Truck June 2015: Eight Tanka by Maxianne Berger

summer string

broken sign

amid the garden debris
Forget-M
as if I’d become
some wizened elder

under the sunhat

unruly silver curls 
remarry! I’d 
want some old man
farting in my bed?

---


simply friends

walking through the woods
discover
in this green canopy
filtered light is intimate

binoculars

passed back and forth
observation hut
watching gannets court 
amidst lovers' graffiti

jut of rocks

overlooking the river
we feel it
the thrill of that
very first whale

too hot

to climb a mountain
slippery moss
along the scenic trail
the back of his shoes

---


is this enough?

I watch him stand
in a tidepool
watching a heron
watching for fish

vows exchanged

under a tall spruce
so many years
in the boreal forest
a private altar

***

Maxianne Berger, poet and literary translator, is active in both the French and the English haiku and tanka communities in Montreal and beyond.  Her writing meanders between the minimalism of Japanese forms and the unpremeditated outcomes of OuLiPo-style constraints.
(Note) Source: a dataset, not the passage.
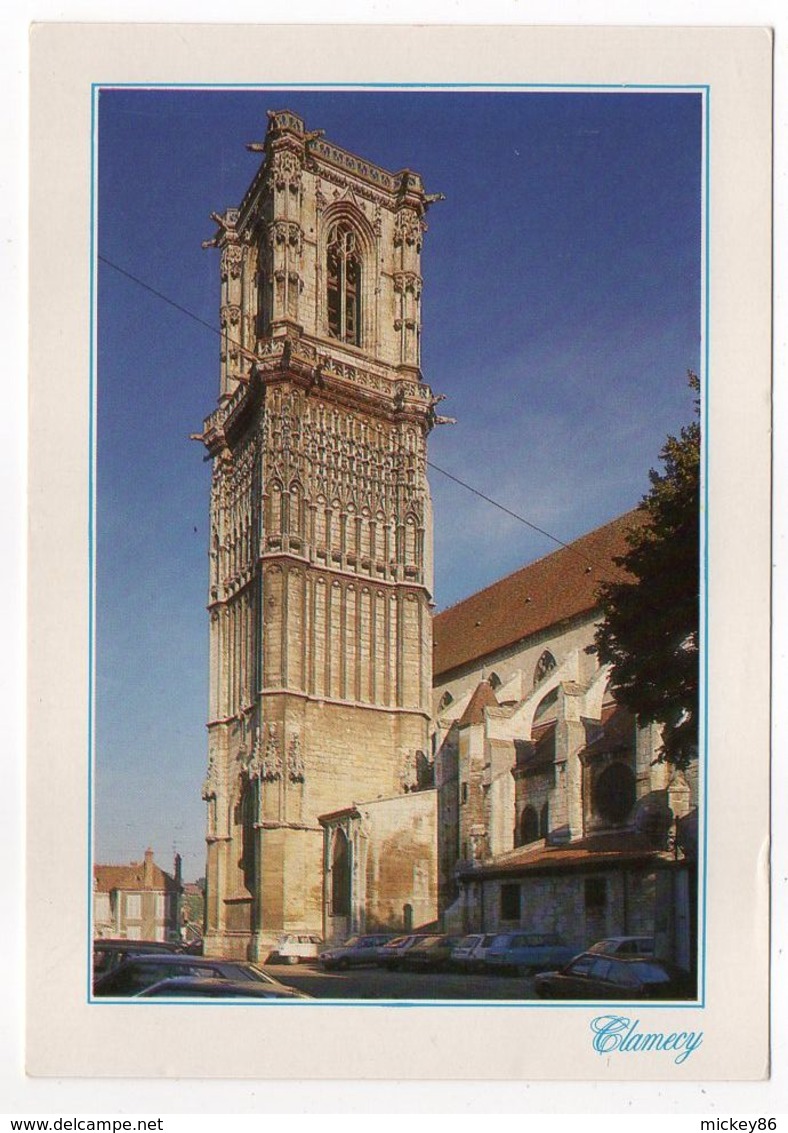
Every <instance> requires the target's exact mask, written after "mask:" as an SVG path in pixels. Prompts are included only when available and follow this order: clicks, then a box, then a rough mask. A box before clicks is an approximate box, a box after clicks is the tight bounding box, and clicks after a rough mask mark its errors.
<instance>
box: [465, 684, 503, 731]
mask: <svg viewBox="0 0 788 1133" xmlns="http://www.w3.org/2000/svg"><path fill="white" fill-rule="evenodd" d="M493 707H494V708H498V707H500V706H499V704H498V698H497V697H495V693H494V692H493V691H492V688H491V687H490V683H489V681H481V682H480V683H478V684H477V685H476V691H475V692H474V695H473V696H472V697H471V699H469V700H468V704H467V706H466V709H465V712H464V713H463V715H461V716H460V718H459V722H458V726H459V727H465V725H466V724H482V723H483V722H484V709H485V708H493Z"/></svg>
She is among those featured in Language Matters: Interviews with 22 Quebec Poets (Souaid & Farkas, eds; Signature, 2013). She has co-edited three anthologies -- one of haiku, in English, and two of tanka, in French, and now co-edits Cirrus: tankas de nos jours. After two books of lyric poetry, her most recent book is a dual-language tanka collection, un renard roux / a red fox (petits nuages, 2014).